Sendo assim, a subordinação resultante não apenas em relação não equitativas entre as empresas do grupo, mas também mediante o controle unitário das mesmas, nos e. Superior Tribunal de Justiça assim também vem descingido, se não vejamos:
“Processo civil. Recurso ordinário em mandado de segurança. Falência. Grupo de sociedades. Estrutura meramente formal. Administração sob unidade gerencial, laboral e patrimonial. Desconsideração da personalidade jurídica da falida. Extensão do decreto falencial a outra sociedade do grupo. Possibilidade. Terceiros alcançados pelos efeitos da falência. Legitimidade recursal. – Pertencendo a falida a grupo de sociedades sob o mesmo controle e com estrutura meramente formal, o que ocorre quando as diversas pessoas jurídicas do grupo exercem suas atividades sob unidade gerencial, laboral e patrimonial, é legitima a desconsideração da personalidade jurídica da falida para que os efeitos do decreto falencial alcancem as demais sociedades do grupo. (…)” [4]
“GRUPO ECONÔMICO. Evidenciado que as empresas reclamadas possuem em comum o mesmo sócio-gerente ou presidente, normalmente seu acionista ou quotista majoritário; que várias delas foram registradas no mesmo endereço; que o reclamante prestou serviços em favor de quase todas; e, ainda, que existia um único departamento jurídico onde eram centralizadas as questões afetas às recorrentes, não há como negar a existência de um grupo econômico, nos moldes do artigo 2º, § 2º, da CLT. E, ainda que se admita que não havia subordinação hierárquica entre as empresas, há que se considerar que a relação de mera coordenação entre todas elas é suficiente para que seja caracterizado o grupo econômico, pois, segundo a melhor doutrina, a leitura do dispositivo citado não deve ser meramente literal, competindo ao magistrado buscar a interpretação que melhor se coadune com a idéia de se ampliar a proteção dos créditos trabalhistas, fim principal do Direito Laboral.” [5]
Além de todo o exposto, vale ainda importante atenção sobre o dispositivo legal que vincula os resultados obtidos à participação detida na SPE, de modo que o interesse de todos será o de capitalizar a SPE para ter direito a um resultado mais relevante, em especial no caso de rateio dos frutos. Nesse contexto, deve-se ter cuidado com as eventuais avaliações a serem efetuadas em caso de integralizações com outros ativos relevantes para o objeto social da SPE, de modo que nenhum abuso (“superfaturamento do bem avaliado”) seja efetuado. A verdade é que a lei, aparentemente, afastou a personalidade jurídica da SPE e fez da mesma aquilo que tentamos afastar, ou seja, um mero instrumento de seus controladores – no caso em questão, todos os seus sócios. Em um primeiro momento, não parece aconselhável “dividir” o resultado obtido e manter a SPE em funcionamento. É aconselhável quitar todo o passivo correspondente e dissolver a SPE.

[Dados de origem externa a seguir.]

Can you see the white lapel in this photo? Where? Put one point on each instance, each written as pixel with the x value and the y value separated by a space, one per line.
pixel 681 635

Dr. Rodrigo Claudino Teixeira da SilvaOAB/SP: 184.207Teixeira e Marques Advogados
[1] BORBA, José Edwaldo Tavares. Direito Societário. 6a ed., Renovar, São Paulo, 2001, p. 493 e 495.

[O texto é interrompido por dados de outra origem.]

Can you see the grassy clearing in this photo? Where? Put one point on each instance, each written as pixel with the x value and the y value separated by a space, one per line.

[2] COMPARATO, Fábio Konder. O Poder de Controle na Sociedade Anônima. 2a ed., Revista dos Tribunais, São Paulo, 1977, p. 343 e 344. 2. 5a ed., Saraiva, São Paulo, 2002, p. 31 a 34 e 40. KOURY, Suzy Elizabeth Cavalcante. A Desconsideração da Personalidade Jurídica (disregard doctrine) e os Grupos de Empresas. 2a ed, Forense, Rio de Janeiro, 2002, p. 94, 106, 153 e 154.
[3] COMPARATO, Fábio Konder. O Poder de Controle na Sociedade Anônima. 2a ed., Revista dos Tribunais, São Paulo, 1977.
[4] Jurisprudência STJ. ROMS 12872 / SP; Recurso Ordinário em Mandado de Segurança 2001/0010079-1, Terceira Turma do STJ, Relatora Min. Nancy Andrighi, Julgado em 24/06/2002, Publicado no DJ em 16/12/2002.
[5] Jurisprudência TRT. RO-11640/99 – 4ª T. – Rel. Juiz João Bosco Pinto Lara – Publ. MG. 24.06.00.